Potential link between dioxin induced progression of diffuse large B-cell lymphoma: New insights from machine learning and in vitro experiments.

[BACKGROUND] Dioxin has emerged as a major and modifiable determinant of tumor burden worldwide. Building on this premise, we investigated whether dioxin-interacting genes (DIGs) are connected to diffuse large B-cell lymphoma (DLBCL) and sought genes that might function as molecular bridges between exposure and clinical outcome.

[METHODS] DIGs were gathered (based on the Comparative Toxicogenomics Database) for differential expression analysis and combined univariable Cox regression with Least Absolute Shrinkage and Selection Operator (LASSO) to screen for DIGs robustly associated with overall survival in DLBCL. A multigene risk equation was trained in the GSE10846 cohort and evaluated in an external GSE181063 cohort. In parallel, we compared biological pathways, tumor immune contexture, and drug sensitivity between risk strata, and profiled signature genes at single‑cell resolution. Finally, independent clinical sample queue and in vitro experiments confirmed the potential therapeutic value of DIGs in DLBCL.

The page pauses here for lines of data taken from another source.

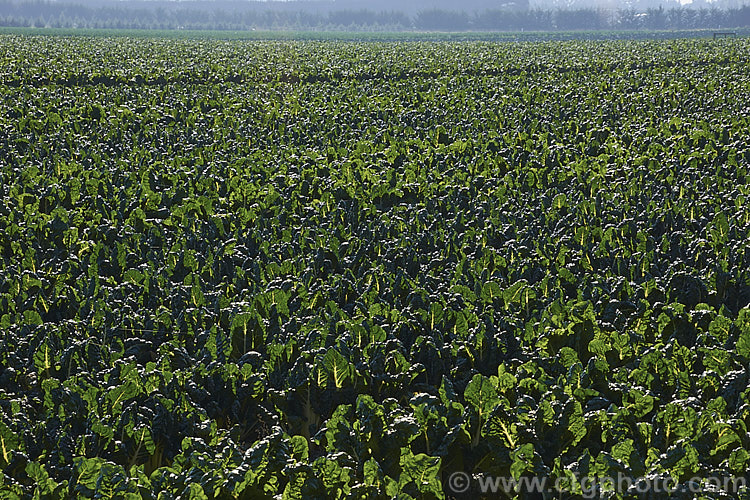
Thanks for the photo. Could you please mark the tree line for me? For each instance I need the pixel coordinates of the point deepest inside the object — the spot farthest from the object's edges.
(61, 15)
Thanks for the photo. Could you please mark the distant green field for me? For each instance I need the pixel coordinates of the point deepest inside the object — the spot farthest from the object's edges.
(373, 36)
(326, 269)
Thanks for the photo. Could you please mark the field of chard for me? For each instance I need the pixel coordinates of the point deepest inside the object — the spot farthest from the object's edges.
(304, 270)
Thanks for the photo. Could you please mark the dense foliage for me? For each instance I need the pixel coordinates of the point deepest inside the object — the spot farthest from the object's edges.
(514, 16)
(341, 270)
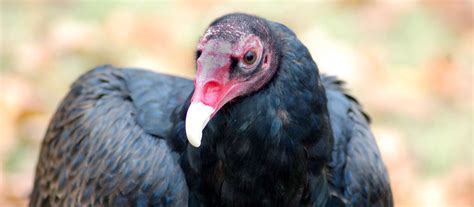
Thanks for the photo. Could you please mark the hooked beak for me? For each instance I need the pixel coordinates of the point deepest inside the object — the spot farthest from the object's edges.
(197, 118)
(212, 89)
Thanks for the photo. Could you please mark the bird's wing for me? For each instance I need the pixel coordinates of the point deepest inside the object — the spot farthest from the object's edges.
(106, 145)
(357, 173)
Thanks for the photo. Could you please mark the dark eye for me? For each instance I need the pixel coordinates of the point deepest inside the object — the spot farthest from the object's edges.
(250, 57)
(198, 54)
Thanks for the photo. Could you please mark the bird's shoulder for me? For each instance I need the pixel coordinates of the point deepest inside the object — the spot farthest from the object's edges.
(357, 173)
(98, 149)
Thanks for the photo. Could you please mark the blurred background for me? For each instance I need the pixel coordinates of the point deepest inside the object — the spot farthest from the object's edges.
(410, 63)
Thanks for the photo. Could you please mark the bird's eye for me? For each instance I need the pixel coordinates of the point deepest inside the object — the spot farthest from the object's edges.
(250, 57)
(198, 54)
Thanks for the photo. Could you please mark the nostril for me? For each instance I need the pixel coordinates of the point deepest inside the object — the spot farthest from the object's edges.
(211, 91)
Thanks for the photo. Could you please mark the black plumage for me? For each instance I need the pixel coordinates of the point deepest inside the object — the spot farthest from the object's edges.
(119, 139)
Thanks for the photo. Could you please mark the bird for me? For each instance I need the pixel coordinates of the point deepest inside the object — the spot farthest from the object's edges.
(258, 126)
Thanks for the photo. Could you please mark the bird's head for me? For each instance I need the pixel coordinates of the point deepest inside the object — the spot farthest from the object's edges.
(237, 55)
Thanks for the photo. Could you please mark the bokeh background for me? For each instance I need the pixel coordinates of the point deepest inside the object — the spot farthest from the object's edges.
(410, 63)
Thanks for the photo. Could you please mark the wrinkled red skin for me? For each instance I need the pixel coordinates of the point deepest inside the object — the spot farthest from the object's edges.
(213, 83)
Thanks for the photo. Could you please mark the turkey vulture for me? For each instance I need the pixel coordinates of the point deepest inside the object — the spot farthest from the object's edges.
(259, 127)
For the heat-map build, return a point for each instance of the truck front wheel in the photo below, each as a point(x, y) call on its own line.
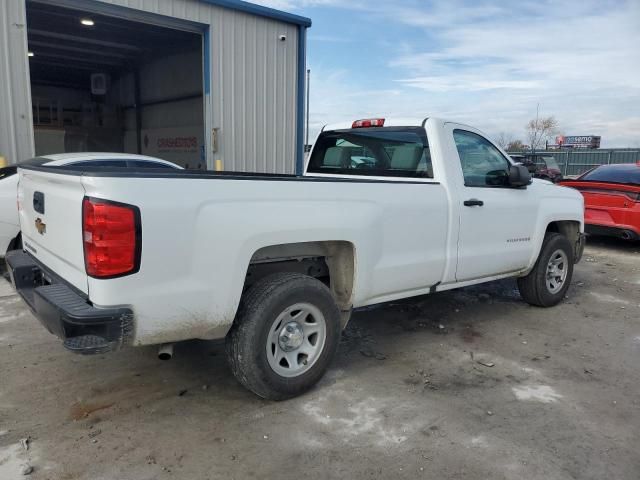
point(285, 335)
point(548, 282)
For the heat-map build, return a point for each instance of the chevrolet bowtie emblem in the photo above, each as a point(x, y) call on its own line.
point(41, 226)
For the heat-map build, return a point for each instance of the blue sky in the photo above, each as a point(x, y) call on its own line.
point(483, 63)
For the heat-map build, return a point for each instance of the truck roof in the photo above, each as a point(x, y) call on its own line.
point(392, 122)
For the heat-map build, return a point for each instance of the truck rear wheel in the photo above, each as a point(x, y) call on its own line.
point(548, 282)
point(285, 335)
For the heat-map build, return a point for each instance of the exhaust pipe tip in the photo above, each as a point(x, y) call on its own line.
point(165, 352)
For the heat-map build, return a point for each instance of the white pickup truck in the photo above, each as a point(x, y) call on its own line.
point(276, 263)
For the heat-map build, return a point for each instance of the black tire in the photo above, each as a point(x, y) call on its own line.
point(247, 340)
point(533, 287)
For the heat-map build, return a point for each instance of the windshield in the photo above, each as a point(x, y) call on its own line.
point(614, 173)
point(385, 152)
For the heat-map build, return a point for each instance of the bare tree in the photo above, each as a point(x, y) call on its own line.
point(540, 130)
point(504, 139)
point(516, 146)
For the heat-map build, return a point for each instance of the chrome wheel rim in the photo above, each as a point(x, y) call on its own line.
point(296, 340)
point(557, 270)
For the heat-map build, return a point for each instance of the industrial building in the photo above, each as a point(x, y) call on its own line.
point(191, 81)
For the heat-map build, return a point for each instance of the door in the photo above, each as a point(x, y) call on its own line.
point(497, 221)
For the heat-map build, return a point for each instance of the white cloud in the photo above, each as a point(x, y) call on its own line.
point(490, 64)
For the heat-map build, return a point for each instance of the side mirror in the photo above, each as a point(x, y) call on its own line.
point(519, 176)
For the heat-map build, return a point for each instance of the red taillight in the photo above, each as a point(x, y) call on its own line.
point(111, 236)
point(369, 122)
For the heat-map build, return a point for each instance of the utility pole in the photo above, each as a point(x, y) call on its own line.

[RESULTS] 3 DIGs (CCT5, INHBA and PTPRF) were identified as genes associated with the prognosis of DLBCL. A prognostic risk model for DLBCL patients was constructed based on 3 DIGs. The independent dataset confirms the diagnostic value of the prognostic model. High‑risk and low‑risk groups displayed distinct immune infiltration patterns, and the three genes correlated with multiple immune lineages. An independent clinical sample cohort confirmed the differential expression of CCT5 in DLBCL. Cell experiments have confirmed CCT5 can affect DLBCL cells' function significantly.

[CONCLUSION] Our analysis delineates a plausible link between DIGs and DLBCL outcome, nominating CCT5 as environmentally relevant biomarkers with prognostic and potential therapeutic implications.